May 29, 2025 — Matt Balazik surveyed Virginia’s James River for the carcass of a local legend. Growing up along the 340-mile tributary to the Chesapeake Bay, the scientist had heard plenty about Atlantic sturgeon, the large, ancient fish that was once abundant in this water. The species had always inspired fascination, here and elsewhere, because of its prehistoric build. Instead of scales, five rows of bony plates run along the length of its torpedo-shaped body—like armor on a dinosaur, a fellow creature of the Cretaceous period. Spotting a sturgeon jump out of the water was thus like glimpsing a living fossil.
But after periods of rampant overfishing and pollution, the fish had nearly vanished from the James and, in its scarcity, gained a certain mythological status. For all his days out on the river, Balazik had never seen one.

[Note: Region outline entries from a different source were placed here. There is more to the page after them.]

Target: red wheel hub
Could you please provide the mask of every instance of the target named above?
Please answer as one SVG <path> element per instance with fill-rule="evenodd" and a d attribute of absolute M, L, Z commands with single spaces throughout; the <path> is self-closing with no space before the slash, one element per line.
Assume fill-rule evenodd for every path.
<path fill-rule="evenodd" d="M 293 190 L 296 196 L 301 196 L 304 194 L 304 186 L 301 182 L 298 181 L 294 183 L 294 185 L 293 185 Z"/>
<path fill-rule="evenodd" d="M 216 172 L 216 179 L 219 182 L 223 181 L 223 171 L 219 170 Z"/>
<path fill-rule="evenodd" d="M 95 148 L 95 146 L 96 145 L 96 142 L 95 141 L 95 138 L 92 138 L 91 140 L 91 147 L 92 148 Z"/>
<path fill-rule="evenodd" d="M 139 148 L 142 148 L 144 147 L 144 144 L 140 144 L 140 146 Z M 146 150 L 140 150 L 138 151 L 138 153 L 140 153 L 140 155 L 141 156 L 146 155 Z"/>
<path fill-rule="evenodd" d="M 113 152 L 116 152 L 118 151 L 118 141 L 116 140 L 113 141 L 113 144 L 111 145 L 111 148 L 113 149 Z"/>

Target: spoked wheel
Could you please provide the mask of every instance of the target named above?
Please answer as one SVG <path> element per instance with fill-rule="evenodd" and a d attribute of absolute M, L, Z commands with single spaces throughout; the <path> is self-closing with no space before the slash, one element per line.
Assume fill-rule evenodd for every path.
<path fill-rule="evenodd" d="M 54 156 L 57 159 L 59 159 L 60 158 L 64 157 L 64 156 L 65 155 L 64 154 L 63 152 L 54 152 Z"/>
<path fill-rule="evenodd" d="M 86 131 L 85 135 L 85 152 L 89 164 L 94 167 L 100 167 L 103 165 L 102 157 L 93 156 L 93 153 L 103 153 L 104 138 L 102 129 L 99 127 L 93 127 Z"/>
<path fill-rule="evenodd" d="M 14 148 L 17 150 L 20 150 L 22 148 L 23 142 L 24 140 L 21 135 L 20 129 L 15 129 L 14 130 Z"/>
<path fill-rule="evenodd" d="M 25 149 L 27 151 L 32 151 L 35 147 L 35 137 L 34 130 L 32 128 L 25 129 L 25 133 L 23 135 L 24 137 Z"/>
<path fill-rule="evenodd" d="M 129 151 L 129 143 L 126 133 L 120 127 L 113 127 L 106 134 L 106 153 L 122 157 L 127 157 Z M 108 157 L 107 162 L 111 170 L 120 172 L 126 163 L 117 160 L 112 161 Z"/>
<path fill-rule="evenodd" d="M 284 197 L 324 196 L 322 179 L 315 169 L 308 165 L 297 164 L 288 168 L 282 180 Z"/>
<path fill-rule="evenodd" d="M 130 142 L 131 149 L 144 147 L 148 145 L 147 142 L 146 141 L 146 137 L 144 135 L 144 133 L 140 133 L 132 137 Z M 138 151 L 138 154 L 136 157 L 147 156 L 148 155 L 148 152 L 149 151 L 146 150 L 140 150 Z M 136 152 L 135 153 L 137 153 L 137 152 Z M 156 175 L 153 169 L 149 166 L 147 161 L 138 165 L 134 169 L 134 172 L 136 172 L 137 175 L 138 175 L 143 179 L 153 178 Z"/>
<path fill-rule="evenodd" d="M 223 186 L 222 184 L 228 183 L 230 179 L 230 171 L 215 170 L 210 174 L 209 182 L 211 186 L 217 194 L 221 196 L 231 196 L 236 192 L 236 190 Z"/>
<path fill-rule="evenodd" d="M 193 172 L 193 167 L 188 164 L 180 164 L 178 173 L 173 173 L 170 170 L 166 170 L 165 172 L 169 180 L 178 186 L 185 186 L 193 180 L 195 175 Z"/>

So when somebody reported an eight-foot floater near Herring Creek one day in 2007, the then-Virginia Commonwealth University (VCU) graduate student didn’t hesitate to hop in a boat and start scanning the river’s surface for the fish that had long eluded him.
His sweeping search, however, proved fruitless. And as he turned around, he realized his vessel wouldn’t have enough fuel to make it back to VCU’s Rice Rivers Center. Chagrined, he waited by shore for his adviser to ferry over some gas.
Only then did Balazik finally lay eyes on the mammoth fish. One leapt from the water.